🤖 AI Summary
This work addresses the challenge of detecting high-fidelity AI-generated faces—particularly those synthesized by diffusion models—which often evade detection through conventional spatial or frequency-domain features. The authors introduce, for the first time, the physical inconsistency of specular reflections as a universal forensic cue. Leveraging the Phong illumination model and Retinex theory, they rapidly estimate facial albedo and decompose the specular component, then model its inconsistency with respect to both texture and direct illumination. To this end, they propose SRI-Net, a novel architecture featuring a two-stage cross-attention mechanism that effectively captures the complex interplay among reflectance, texture, and lighting. Extensive experiments demonstrate that the method achieves state-of-the-art performance across multiple deepfake datasets, including those generated by diffusion models, significantly outperforming existing detection approaches.
📝 Abstract
Detecting deepfakes has become increasingly challenging as forgery faces synthesized by AI-generated methods, particularly diffusion models, achieve unprecedented quality and resolution. Existing forgery detection approaches relying on spatial and frequency features demonstrate limited efficacy against high-quality, entirely synthesized forgeries. In this paper, we propose a novel detection method grounded in the observation that facial attributes governed by complex physical laws and multiple parameters are inherently difficult to replicate.
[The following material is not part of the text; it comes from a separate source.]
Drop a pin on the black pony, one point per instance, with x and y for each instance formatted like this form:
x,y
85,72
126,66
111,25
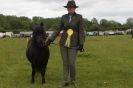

Specifically, we focus on illumination, particularly the specular reflection component in the Phong illumination model, which poses the greatest replication challenge due to its parametric complexity and nonlinear formulation. We introduce a fast and accurate face texture estimation method based on Retinex theory to enable precise specular reflection separation. Furthermore, drawing from the mathematical formulation of specular reflection, we posit that forgery evidence manifests not only in the specular reflection itself but also in its relationship with corresponding face texture and direct light. To address this issue, we design the Specular-Reflection-Inconsistency-Network (SRI-Net), incorporating a two-stage cross-attention mechanism to capture these correlations and integrate specular reflection related features with image features for robust forgery detection. Experimental results demonstrate that our method achieves superior performance on both traditional deepfake datasets and generative deepfake datasets, particularly those containing diffusion-generated forgery faces.